Ich überrechne meine kaum noch nennenswerten Mittel und fasse den Entschluß, den Rest meiner Studienzeit nun doch noch auszunutzen nach aller verzweifelten Möglichkeit, wenigstens das Reifezeugnis mir zu erringen, bescheidentlich auf den Klavierlehrer hin, und zugleich auch schon gleich nach Stunden mich umzusehen. Damit versuche ich meine Mutter zu beruhigen, und um nicht immer nur Worte zu machen, gebe ich vor, ich hätte als Klavierlehrer bereits angefangen, und 60 Mark vom Rest meines Kapitals schicke ich mit hin, die sollen ihr glauben machen, ich hätte sie mir mit Stunden bereits verdient.

Mein letztes bißchen Kapital muß unter allen Umständen in der Bank bleiben, für die letzte, höchste Not, und lieber will ich deshalb gleich alles irgend Entbehrliche von meinen Habseligkeiten verkaufen oder besser zunächst versetzen.

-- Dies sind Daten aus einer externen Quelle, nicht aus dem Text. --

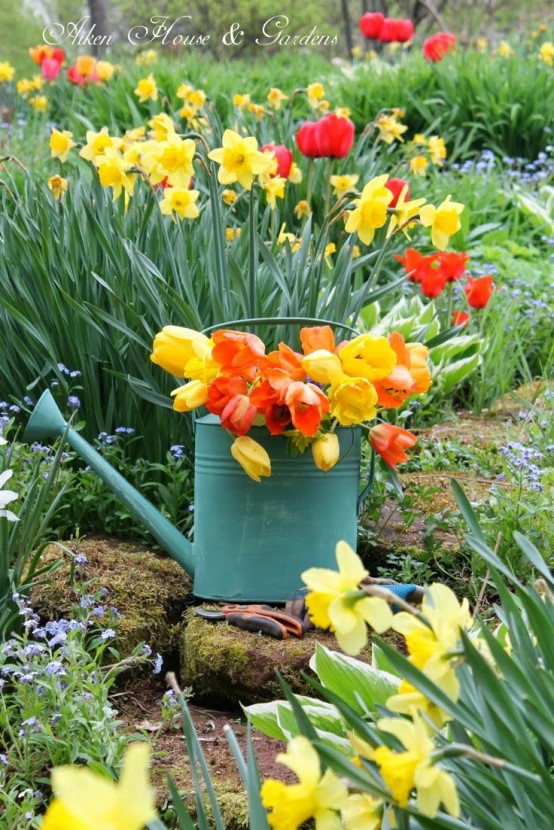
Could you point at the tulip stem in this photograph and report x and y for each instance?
(252, 251)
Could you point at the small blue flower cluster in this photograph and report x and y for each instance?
(522, 464)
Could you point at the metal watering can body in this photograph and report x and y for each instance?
(251, 540)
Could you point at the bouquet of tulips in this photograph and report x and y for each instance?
(303, 396)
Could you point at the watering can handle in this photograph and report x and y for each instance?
(299, 321)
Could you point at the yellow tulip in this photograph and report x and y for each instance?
(173, 348)
(326, 451)
(368, 357)
(353, 400)
(190, 396)
(252, 457)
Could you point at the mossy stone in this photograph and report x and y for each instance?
(226, 666)
(150, 591)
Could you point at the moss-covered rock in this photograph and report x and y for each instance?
(225, 665)
(149, 591)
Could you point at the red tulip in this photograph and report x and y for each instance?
(396, 186)
(334, 136)
(404, 30)
(436, 46)
(460, 318)
(478, 292)
(75, 77)
(306, 140)
(284, 158)
(453, 265)
(370, 24)
(390, 442)
(50, 69)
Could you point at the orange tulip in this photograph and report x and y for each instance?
(307, 404)
(238, 415)
(237, 352)
(390, 442)
(221, 390)
(410, 376)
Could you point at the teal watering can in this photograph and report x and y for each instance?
(252, 540)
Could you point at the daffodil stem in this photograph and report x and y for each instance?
(252, 251)
(465, 751)
(372, 277)
(449, 298)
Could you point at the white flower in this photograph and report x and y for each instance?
(7, 496)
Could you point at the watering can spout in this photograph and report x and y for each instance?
(47, 421)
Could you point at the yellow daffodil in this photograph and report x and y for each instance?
(370, 212)
(162, 126)
(342, 184)
(253, 459)
(302, 208)
(7, 71)
(39, 102)
(146, 89)
(390, 129)
(175, 346)
(146, 58)
(241, 101)
(295, 174)
(362, 812)
(274, 188)
(60, 144)
(96, 146)
(403, 212)
(437, 150)
(429, 646)
(171, 160)
(353, 400)
(326, 451)
(113, 172)
(180, 201)
(546, 53)
(409, 699)
(275, 98)
(105, 71)
(334, 601)
(315, 93)
(418, 165)
(402, 771)
(240, 160)
(505, 50)
(190, 396)
(369, 357)
(315, 796)
(85, 800)
(258, 110)
(136, 134)
(444, 221)
(58, 186)
(229, 197)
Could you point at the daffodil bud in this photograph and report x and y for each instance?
(252, 457)
(326, 451)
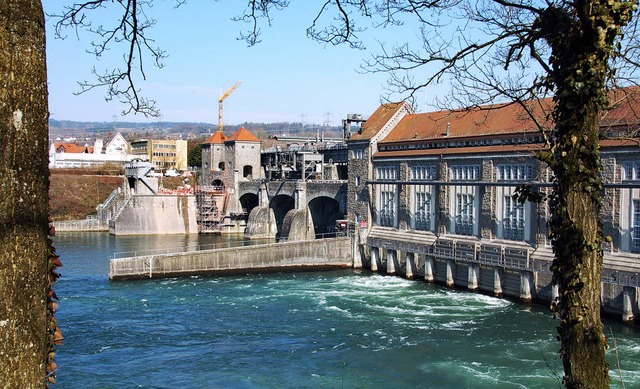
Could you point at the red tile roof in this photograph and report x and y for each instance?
(243, 135)
(505, 119)
(378, 119)
(217, 137)
(486, 120)
(72, 148)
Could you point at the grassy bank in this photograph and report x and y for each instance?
(75, 193)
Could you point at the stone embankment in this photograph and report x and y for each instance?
(284, 256)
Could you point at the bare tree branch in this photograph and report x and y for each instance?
(130, 33)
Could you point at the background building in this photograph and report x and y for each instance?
(164, 153)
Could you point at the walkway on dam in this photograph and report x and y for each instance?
(317, 254)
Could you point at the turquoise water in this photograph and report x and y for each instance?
(342, 329)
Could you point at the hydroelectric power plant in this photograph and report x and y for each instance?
(424, 196)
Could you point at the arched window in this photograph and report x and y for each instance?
(247, 171)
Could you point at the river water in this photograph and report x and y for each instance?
(340, 329)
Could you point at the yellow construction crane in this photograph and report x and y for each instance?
(224, 96)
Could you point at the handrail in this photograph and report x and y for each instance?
(212, 246)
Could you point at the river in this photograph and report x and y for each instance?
(340, 329)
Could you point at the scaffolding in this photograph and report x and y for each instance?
(209, 215)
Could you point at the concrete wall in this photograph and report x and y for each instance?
(92, 224)
(516, 272)
(308, 255)
(298, 225)
(145, 215)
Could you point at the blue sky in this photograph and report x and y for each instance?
(286, 77)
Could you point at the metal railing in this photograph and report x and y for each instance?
(213, 246)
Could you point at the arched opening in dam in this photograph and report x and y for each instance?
(281, 204)
(324, 212)
(248, 201)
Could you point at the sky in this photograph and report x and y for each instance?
(286, 78)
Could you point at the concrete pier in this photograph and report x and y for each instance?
(502, 269)
(284, 256)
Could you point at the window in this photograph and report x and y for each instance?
(423, 173)
(247, 171)
(465, 210)
(635, 231)
(422, 207)
(387, 195)
(463, 199)
(512, 219)
(631, 171)
(465, 173)
(513, 172)
(422, 212)
(387, 209)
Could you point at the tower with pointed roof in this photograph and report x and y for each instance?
(213, 158)
(242, 163)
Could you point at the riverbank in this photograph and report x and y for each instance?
(327, 329)
(74, 194)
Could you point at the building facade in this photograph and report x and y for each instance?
(454, 174)
(164, 153)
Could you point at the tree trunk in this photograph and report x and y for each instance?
(24, 184)
(582, 41)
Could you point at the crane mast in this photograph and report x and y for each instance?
(220, 102)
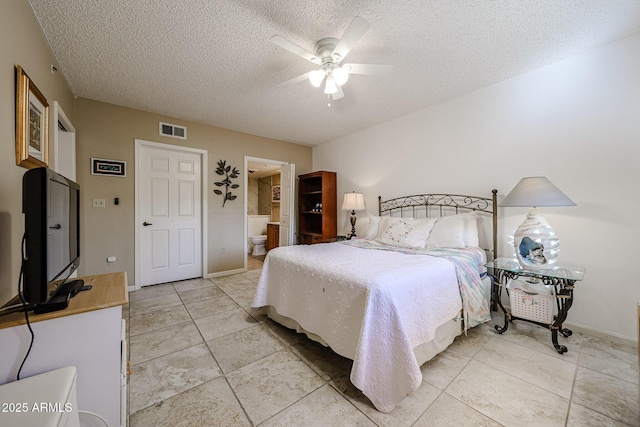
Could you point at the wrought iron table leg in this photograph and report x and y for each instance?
(498, 299)
(554, 338)
(566, 332)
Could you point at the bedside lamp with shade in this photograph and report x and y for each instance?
(535, 241)
(353, 202)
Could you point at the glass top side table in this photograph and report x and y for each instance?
(561, 277)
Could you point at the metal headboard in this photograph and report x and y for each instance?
(429, 205)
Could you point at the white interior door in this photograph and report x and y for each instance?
(169, 211)
(287, 205)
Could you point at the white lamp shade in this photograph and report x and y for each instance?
(330, 87)
(316, 77)
(536, 192)
(341, 75)
(353, 202)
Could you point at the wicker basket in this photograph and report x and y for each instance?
(536, 307)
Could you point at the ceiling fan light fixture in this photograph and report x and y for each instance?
(330, 87)
(341, 74)
(316, 77)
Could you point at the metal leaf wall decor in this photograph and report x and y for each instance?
(229, 173)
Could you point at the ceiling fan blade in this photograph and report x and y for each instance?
(295, 80)
(339, 94)
(354, 33)
(294, 48)
(370, 69)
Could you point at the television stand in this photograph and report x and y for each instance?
(59, 299)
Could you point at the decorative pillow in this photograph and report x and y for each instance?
(407, 233)
(372, 231)
(448, 232)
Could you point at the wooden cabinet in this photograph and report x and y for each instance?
(317, 207)
(273, 236)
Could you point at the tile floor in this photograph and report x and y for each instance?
(201, 357)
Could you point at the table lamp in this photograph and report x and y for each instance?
(535, 241)
(353, 202)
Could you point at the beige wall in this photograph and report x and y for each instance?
(108, 131)
(21, 43)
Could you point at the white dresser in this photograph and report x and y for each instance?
(44, 400)
(89, 335)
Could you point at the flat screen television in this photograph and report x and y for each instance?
(51, 207)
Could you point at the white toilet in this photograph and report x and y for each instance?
(258, 245)
(257, 233)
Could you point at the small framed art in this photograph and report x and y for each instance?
(108, 167)
(32, 123)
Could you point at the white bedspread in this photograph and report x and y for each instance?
(372, 306)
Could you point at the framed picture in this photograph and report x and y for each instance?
(108, 167)
(32, 123)
(275, 193)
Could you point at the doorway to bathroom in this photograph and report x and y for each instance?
(268, 208)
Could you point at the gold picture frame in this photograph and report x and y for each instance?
(32, 123)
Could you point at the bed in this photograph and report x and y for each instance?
(395, 297)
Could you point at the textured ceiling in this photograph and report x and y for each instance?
(211, 62)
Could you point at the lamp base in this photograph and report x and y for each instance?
(536, 242)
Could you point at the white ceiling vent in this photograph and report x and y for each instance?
(173, 131)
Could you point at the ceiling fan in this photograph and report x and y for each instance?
(329, 54)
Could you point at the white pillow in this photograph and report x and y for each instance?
(448, 232)
(372, 231)
(407, 233)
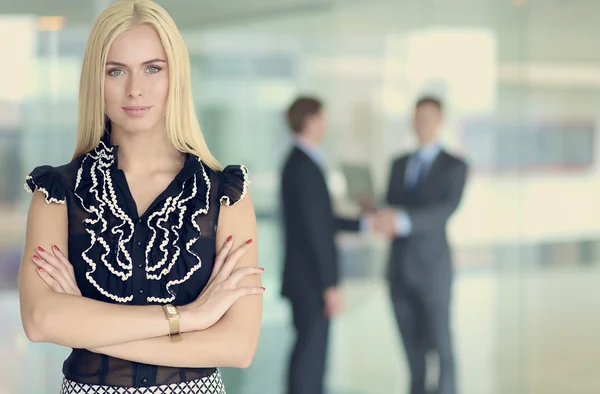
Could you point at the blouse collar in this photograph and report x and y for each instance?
(192, 164)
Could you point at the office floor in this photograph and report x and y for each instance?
(532, 333)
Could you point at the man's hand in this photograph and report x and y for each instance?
(334, 302)
(384, 222)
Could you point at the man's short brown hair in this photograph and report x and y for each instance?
(299, 110)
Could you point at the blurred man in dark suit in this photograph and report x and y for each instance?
(311, 273)
(425, 188)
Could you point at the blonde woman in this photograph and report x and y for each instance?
(140, 253)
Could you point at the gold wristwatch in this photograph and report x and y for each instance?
(173, 318)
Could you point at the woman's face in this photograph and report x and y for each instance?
(136, 85)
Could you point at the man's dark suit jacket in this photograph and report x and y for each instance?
(423, 258)
(311, 258)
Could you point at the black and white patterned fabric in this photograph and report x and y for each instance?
(119, 255)
(212, 384)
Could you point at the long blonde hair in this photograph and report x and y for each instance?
(181, 121)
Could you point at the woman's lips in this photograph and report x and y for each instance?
(136, 111)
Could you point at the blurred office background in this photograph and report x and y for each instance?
(521, 82)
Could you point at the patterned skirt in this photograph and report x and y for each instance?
(212, 384)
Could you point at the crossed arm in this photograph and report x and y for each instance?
(136, 333)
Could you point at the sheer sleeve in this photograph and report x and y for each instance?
(47, 180)
(234, 184)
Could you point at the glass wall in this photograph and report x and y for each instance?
(520, 83)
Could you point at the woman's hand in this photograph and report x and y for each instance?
(56, 271)
(222, 289)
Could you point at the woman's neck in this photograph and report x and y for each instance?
(146, 151)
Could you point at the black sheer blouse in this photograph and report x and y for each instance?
(164, 256)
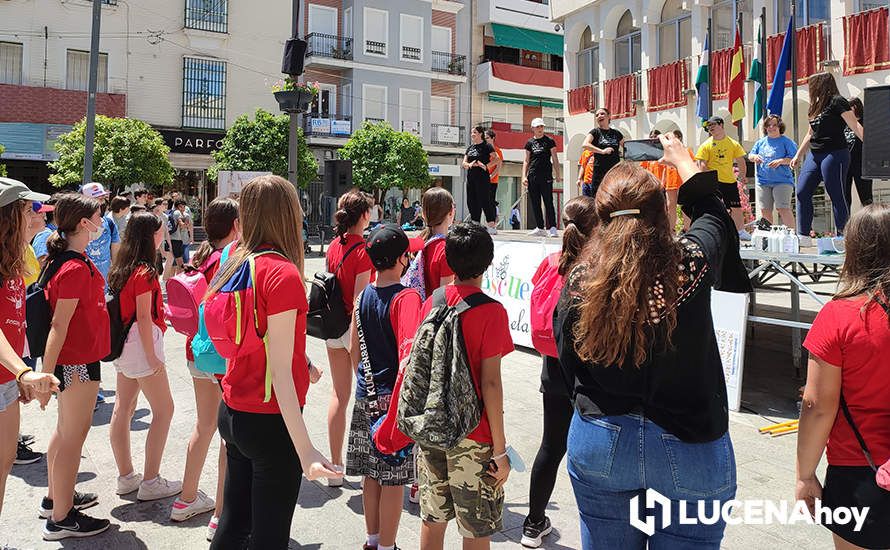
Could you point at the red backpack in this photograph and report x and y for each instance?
(545, 295)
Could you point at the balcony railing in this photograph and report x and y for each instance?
(412, 54)
(447, 134)
(375, 48)
(444, 62)
(329, 45)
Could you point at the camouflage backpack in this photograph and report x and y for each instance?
(438, 403)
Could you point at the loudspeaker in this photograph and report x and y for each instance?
(337, 177)
(876, 125)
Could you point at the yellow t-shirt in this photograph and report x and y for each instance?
(720, 155)
(32, 266)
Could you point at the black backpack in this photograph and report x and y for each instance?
(327, 317)
(38, 313)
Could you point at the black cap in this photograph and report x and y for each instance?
(387, 242)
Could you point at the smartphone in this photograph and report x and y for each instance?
(643, 149)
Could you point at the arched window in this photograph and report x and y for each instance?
(674, 32)
(628, 46)
(588, 59)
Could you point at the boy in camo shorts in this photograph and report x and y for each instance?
(466, 483)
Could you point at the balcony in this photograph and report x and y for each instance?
(329, 46)
(444, 62)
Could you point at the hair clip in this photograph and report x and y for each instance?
(628, 212)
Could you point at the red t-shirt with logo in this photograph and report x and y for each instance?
(434, 266)
(143, 280)
(279, 288)
(486, 334)
(357, 262)
(88, 339)
(12, 317)
(856, 341)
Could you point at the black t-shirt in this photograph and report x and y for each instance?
(828, 127)
(540, 164)
(609, 137)
(482, 152)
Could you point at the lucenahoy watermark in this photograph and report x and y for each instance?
(736, 512)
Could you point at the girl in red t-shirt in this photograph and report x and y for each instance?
(222, 227)
(140, 368)
(268, 449)
(78, 339)
(356, 272)
(848, 344)
(17, 381)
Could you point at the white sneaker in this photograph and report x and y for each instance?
(158, 488)
(128, 484)
(182, 510)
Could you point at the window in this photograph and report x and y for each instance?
(10, 63)
(411, 32)
(376, 32)
(628, 46)
(674, 33)
(207, 15)
(78, 71)
(410, 110)
(203, 93)
(374, 102)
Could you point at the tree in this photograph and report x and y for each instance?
(260, 145)
(383, 158)
(126, 151)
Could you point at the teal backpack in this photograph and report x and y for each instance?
(207, 359)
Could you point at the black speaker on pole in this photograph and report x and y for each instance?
(337, 177)
(876, 124)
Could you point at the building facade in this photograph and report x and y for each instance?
(640, 59)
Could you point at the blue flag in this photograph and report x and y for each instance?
(703, 84)
(777, 93)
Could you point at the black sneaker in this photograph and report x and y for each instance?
(75, 524)
(82, 501)
(533, 533)
(24, 454)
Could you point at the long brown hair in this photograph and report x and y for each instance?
(628, 255)
(823, 88)
(579, 219)
(12, 240)
(70, 209)
(866, 269)
(270, 216)
(137, 249)
(436, 203)
(219, 220)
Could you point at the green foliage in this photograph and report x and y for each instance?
(126, 152)
(383, 158)
(260, 145)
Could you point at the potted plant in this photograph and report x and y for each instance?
(293, 96)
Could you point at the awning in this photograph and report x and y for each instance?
(527, 39)
(519, 100)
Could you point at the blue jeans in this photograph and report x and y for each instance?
(830, 167)
(612, 459)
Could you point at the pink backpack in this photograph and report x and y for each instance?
(184, 293)
(545, 295)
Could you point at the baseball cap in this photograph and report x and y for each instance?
(12, 190)
(94, 190)
(387, 242)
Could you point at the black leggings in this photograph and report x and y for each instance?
(541, 189)
(262, 481)
(557, 417)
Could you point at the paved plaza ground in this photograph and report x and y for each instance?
(331, 518)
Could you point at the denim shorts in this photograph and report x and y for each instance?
(613, 459)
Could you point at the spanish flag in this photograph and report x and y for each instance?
(737, 80)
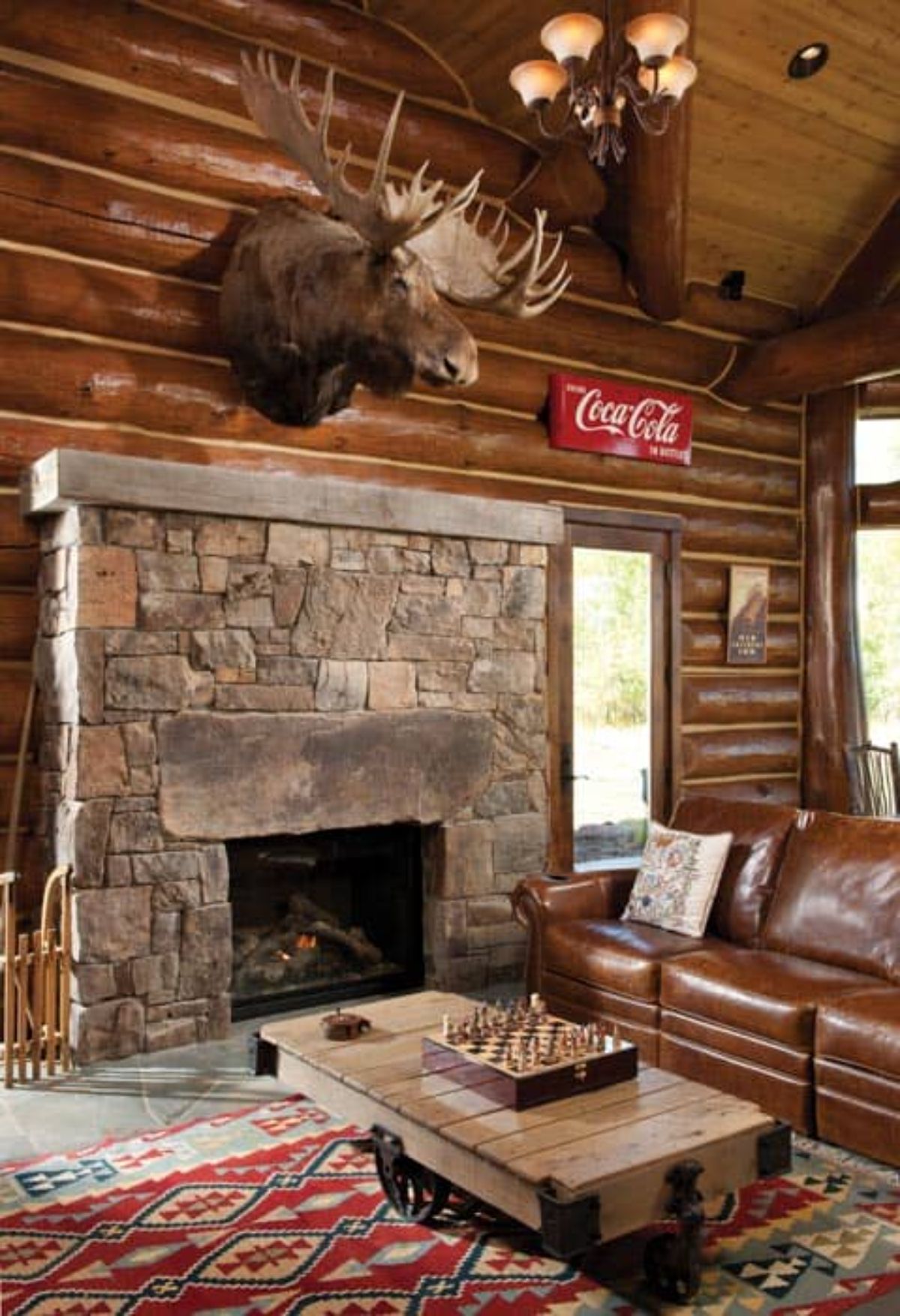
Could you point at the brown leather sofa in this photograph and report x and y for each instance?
(793, 996)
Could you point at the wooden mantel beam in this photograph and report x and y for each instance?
(657, 173)
(873, 272)
(830, 354)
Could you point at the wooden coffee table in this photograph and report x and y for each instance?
(577, 1170)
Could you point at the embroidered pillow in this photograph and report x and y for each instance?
(678, 879)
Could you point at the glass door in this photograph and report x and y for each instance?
(612, 657)
(614, 598)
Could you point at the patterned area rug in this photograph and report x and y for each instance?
(275, 1211)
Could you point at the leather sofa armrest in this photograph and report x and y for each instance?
(538, 902)
(587, 895)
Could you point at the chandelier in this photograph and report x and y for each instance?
(636, 68)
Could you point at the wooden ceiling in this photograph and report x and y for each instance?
(788, 179)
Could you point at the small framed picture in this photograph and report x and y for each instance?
(748, 614)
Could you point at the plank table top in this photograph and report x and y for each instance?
(616, 1143)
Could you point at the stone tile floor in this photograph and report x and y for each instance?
(144, 1092)
(122, 1098)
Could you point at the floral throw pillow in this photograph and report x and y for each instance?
(678, 879)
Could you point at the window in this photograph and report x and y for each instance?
(612, 647)
(878, 572)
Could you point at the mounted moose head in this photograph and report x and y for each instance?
(314, 305)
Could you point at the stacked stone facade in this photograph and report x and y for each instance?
(166, 633)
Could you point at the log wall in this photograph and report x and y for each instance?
(127, 169)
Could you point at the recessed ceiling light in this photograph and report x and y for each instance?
(808, 59)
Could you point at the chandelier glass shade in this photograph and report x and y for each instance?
(607, 73)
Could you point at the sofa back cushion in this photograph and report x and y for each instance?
(760, 834)
(838, 895)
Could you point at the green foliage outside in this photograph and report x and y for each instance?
(878, 579)
(612, 637)
(878, 565)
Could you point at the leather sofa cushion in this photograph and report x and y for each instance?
(838, 894)
(757, 991)
(624, 957)
(760, 834)
(863, 1031)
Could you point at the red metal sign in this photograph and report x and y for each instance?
(628, 420)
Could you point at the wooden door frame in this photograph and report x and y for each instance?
(661, 537)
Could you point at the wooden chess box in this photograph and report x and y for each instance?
(535, 1086)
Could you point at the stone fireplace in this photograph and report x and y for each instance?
(230, 654)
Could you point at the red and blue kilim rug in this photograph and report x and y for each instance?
(275, 1211)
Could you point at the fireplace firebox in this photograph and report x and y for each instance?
(326, 916)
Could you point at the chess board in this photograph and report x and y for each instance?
(521, 1056)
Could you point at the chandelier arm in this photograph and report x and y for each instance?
(563, 129)
(638, 95)
(662, 110)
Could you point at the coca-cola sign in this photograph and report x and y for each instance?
(628, 420)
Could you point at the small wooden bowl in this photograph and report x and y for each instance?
(343, 1028)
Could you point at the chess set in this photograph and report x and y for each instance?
(520, 1054)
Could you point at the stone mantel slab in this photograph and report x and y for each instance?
(230, 775)
(66, 478)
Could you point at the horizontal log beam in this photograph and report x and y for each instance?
(879, 504)
(106, 219)
(879, 398)
(732, 753)
(15, 533)
(728, 699)
(186, 317)
(150, 44)
(19, 566)
(112, 220)
(95, 218)
(31, 794)
(846, 350)
(704, 644)
(769, 792)
(71, 380)
(333, 35)
(873, 272)
(17, 626)
(706, 587)
(15, 684)
(706, 529)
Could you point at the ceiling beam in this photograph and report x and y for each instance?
(657, 173)
(849, 349)
(873, 272)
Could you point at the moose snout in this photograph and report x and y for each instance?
(452, 365)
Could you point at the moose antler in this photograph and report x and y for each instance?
(386, 216)
(469, 266)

Wird mir bitter schwer, aber was kann's helfen, zuerst muß meine Geige daran glauben, die geliebte. Der Leihhausjude, dem ich sie bringe, eines Tages, in der Abenddämmerung, der will sie natürlich auch hören, und ich muß ihm etwas darauf vorspielen. Ach, es kostet mir viel Überwindung. Seufzend setze ich den Bogen an, und gebrochene Akkorde streiche ich zunächst herunter, durch alle Lagen, auf und ab, abwechselnd schnell und langsam, und oben aber immer sehr viel mit süßem Flageolett, und dabei horcht mein Jude jedesmal auf, und er nickt wohlgefällig. Eigentlich ganz gegen meinen Willen werde ich nach und nach genauer, werde ich warm und fange an zu phantasieren. Zuletzt komme ich sogar in Stimmung und variiere die schwermütige alte Liedweise »Innsbruck, ich muß dich lassen.« Das aber rührt ihn geradezu, bei jeder neuen Wendung spitzt er zuckersüß die dicken Lippen, er nickt schließlich fast bei jedem Ton und spreizt zugleich die Hände, wahrhaftig, und als ich ganz diminuendo, morendo den letzten Ton lang, lang ausziehe und den Bogen endlich absetze, da legt er mir drei Mark mehr aufs Brett, als ich erhofft hatte.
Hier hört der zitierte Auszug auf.